La dictature des cas sociaux (violence intra familiale, échec scolaire et... attentats)

logo parisIl est étrange de constater que la plupart des terroristes français impliqués dans les attentats de Paris au cours de l'année 2015, que ce soit à Charlie Hebdo, à l'Hyper cacher de la Porte de Vincennes, ou plus récemment les attentats du 13 novembre, aient eu un parcours social et qu'ils aient été accompagnés par les services départementaux de Protection de l'Enfance de l'Aide Sociale à l'Enfance, ce qu'on appelait la DDASS. C'est-à-dire que, soit un juge pour enfants, soit un Président de Conseil Départemental a qualifié ces terroristes, durant leur minorité, d'enfants en danger ou en risque de danger dans leurs environnements familiaux. En quelque sorte, c'étaient des enfants victimes de carences éducatives ou de mauvais  traitements.

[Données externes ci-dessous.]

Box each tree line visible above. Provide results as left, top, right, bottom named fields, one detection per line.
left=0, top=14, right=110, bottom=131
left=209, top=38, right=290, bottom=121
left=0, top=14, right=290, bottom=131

Déjà, le terroriste toulousain Mohamed Merah, avait été pris en charge plusieurs années par des Maisons d'Enfants à Caractère Social (foyers). Très tôt, il s'était inscrit dans des actes délictueux qualifiés de petite délinquance. La violence de ce jeune homme "border line" était notoire. A 14 ans, il agressait une assistante sociale et plus tard, une femme âgée. Tout cela avant son itinéraire sanglant et tragique de mars 2012 dans la ville rose et à Montauban.

On constate chez Merah la démission d'un père qui n'a aucunement investi sa fonction paternelle, repartant au pays et laissant à une mère dépassée la gestion d'une fratrie livrée à elle-même. Tout comme les frères Kouachi, exécuteurs de la tuerie du 7 janvier 2015. Eux-mêmes ont été placés très jeunes dans un foyer de l'enfance en Corrèze, à la campagne. Leurs parents étaient défaillants. Les professionnels qui sont intervenus auprès d'eux diront après leurs méfaits que, tant Chérif que Saïd étaient en quête de l'image paternelle absente. Ils vont se construire sur ce manque et cette frustration.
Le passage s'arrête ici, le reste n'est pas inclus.